En définitive, malgré les difficultés auxquelles se heurte l'Europe au plan international, "l'abandon progressif des semi-génériques vinicoles, en échange de concessions sur d'autres sujets, n'est plus une solution marquée du sceau de l'impossible"25, comme l'a montré l'accord bilatéral conclu avec les États-Unis en 2006. Le contexte évoluant, un nombre croissant de voix s'élève, aux États-Unis mêmes, pour exposer la nécessité d'une disparition progressive des génériques et semi-génériques. Cette évolution s'explique par la prise de conscience, sur le territoire américain, des dangers de la non-protection des indications géographiques : de plus en plus, les producteurs américains se trouvent placés dans la situation qui est celle de leurs homologues européens depuis des décennies. "Il est plaisant de voir que les vignerons de Californie sont aujourd'hui dans une position similaire à celle des producteurs européens qui se plaignent de l'utilisation des termes “champagne” et “Chablis” par des exploitations américaines"26. Pour cette raison, une partie importante de la doctrine américaine se prononce en faveur d'une disparition totale des utilisations génériques et semi-génériques de dénominations européennes, y compris des utilisations anciennes et des marques antérieures, qui devraient, selon ces auteurs, être éliminées progressivement (phased-out), à l'issue de périodes de transition. Une telle élimination, qui excède les prescriptions du droit international, ne peut toutefois résulter que de compromis négociés par les États. À cet égard, on peut escompter que les effets des négociations menées par l'Union européenne avec la plupart des autres États du Nouveau Monde, et en particulier l'Australie, feront apparaître l'intérêt pour les États-Unis de développer des dénominations locales pour remplacer les semi-génériques européens.

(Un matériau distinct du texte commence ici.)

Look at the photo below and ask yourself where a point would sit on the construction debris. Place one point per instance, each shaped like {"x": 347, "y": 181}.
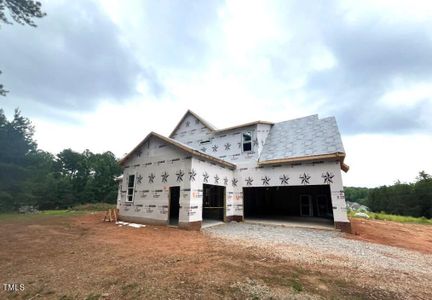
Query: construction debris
{"x": 111, "y": 215}
{"x": 134, "y": 225}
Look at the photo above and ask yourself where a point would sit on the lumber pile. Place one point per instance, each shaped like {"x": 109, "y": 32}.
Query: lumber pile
{"x": 111, "y": 215}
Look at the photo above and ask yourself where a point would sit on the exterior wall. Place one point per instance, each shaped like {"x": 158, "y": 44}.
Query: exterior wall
{"x": 151, "y": 197}
{"x": 262, "y": 132}
{"x": 156, "y": 158}
{"x": 208, "y": 173}
{"x": 191, "y": 131}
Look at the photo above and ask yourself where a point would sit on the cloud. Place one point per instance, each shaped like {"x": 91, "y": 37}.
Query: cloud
{"x": 72, "y": 60}
{"x": 372, "y": 54}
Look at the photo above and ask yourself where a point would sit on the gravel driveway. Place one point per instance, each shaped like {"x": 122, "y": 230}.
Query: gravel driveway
{"x": 395, "y": 270}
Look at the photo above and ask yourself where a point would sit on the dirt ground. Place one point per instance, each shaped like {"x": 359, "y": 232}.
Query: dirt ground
{"x": 80, "y": 257}
{"x": 416, "y": 237}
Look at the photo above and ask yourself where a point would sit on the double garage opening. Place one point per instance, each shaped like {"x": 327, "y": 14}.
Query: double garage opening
{"x": 306, "y": 203}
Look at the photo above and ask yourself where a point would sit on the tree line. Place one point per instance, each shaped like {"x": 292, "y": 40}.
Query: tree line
{"x": 406, "y": 199}
{"x": 31, "y": 176}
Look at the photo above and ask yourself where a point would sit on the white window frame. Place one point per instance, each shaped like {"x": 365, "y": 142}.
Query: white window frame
{"x": 247, "y": 142}
{"x": 128, "y": 188}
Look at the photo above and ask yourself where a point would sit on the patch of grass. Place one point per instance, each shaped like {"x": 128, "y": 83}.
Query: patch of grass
{"x": 93, "y": 296}
{"x": 395, "y": 218}
{"x": 17, "y": 217}
{"x": 296, "y": 285}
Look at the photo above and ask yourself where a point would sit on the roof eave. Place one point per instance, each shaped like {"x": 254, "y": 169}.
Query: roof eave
{"x": 338, "y": 156}
{"x": 181, "y": 146}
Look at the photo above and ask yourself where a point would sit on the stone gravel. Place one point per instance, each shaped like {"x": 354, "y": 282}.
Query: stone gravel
{"x": 390, "y": 268}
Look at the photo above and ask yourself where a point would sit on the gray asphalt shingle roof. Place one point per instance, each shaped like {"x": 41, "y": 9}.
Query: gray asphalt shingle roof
{"x": 302, "y": 137}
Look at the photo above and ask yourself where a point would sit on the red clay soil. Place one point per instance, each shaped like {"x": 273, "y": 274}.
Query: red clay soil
{"x": 416, "y": 237}
{"x": 82, "y": 257}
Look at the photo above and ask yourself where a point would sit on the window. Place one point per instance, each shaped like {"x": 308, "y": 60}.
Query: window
{"x": 131, "y": 187}
{"x": 247, "y": 142}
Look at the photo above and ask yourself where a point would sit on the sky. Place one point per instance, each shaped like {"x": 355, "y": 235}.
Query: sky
{"x": 101, "y": 75}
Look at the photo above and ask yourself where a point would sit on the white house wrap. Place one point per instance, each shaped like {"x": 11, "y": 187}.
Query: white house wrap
{"x": 258, "y": 169}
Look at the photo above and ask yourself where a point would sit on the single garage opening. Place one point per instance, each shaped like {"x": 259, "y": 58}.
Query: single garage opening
{"x": 288, "y": 202}
{"x": 213, "y": 202}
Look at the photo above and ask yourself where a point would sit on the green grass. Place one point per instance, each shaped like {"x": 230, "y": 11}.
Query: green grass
{"x": 395, "y": 218}
{"x": 74, "y": 211}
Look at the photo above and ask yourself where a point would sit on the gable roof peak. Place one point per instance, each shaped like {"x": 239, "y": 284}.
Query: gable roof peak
{"x": 190, "y": 112}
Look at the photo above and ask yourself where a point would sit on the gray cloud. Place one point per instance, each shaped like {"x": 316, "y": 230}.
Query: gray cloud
{"x": 370, "y": 57}
{"x": 71, "y": 60}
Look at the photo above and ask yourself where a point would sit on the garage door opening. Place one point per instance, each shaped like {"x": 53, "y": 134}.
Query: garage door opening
{"x": 293, "y": 202}
{"x": 213, "y": 202}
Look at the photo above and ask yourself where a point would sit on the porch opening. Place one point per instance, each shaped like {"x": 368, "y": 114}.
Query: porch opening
{"x": 213, "y": 202}
{"x": 302, "y": 203}
{"x": 174, "y": 205}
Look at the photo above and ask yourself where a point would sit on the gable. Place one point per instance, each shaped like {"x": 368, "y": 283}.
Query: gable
{"x": 191, "y": 123}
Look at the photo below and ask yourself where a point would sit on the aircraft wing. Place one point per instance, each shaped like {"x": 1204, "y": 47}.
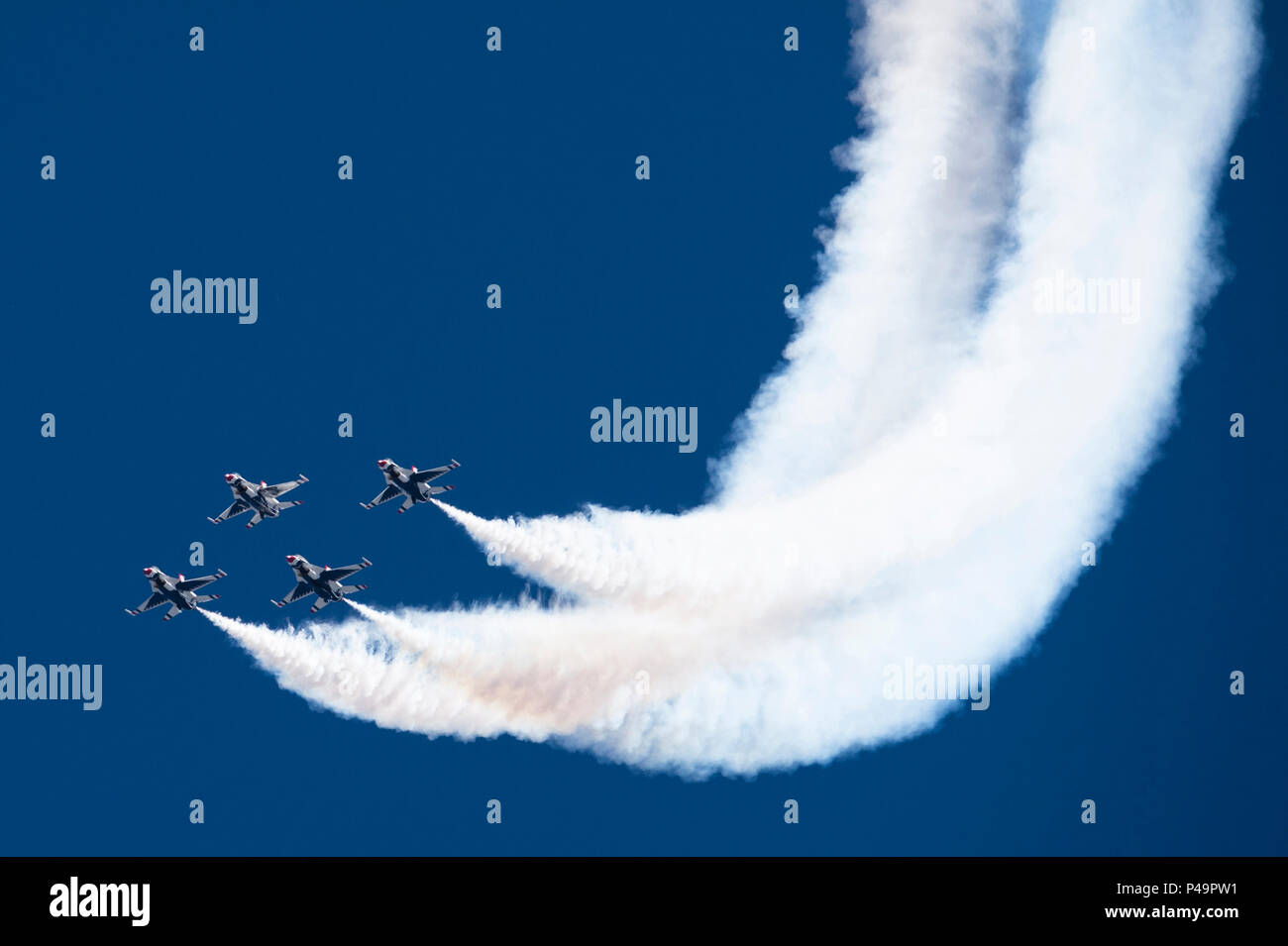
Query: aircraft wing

Pour ces raisons, on peut partager l'optimisme de certains auteurs, qui voient dans les semi-génériques une simple "étape intermédiaire vers la formation d'une véritable identité locale pour les produits concernés, quand ceux-ci auront atteint une notoriété suffisante pour ne plus avoir besoin d'en emprunter une"27. La tendance générale au plan international, en dépit des difficultés rencontrées au cours des négociations, est indéniablement à l'élimination des dénominations génériques protégées dans leur pays d'origine. Cette éradication est déjà fortement avancée s'agissant des dénominations viticoles.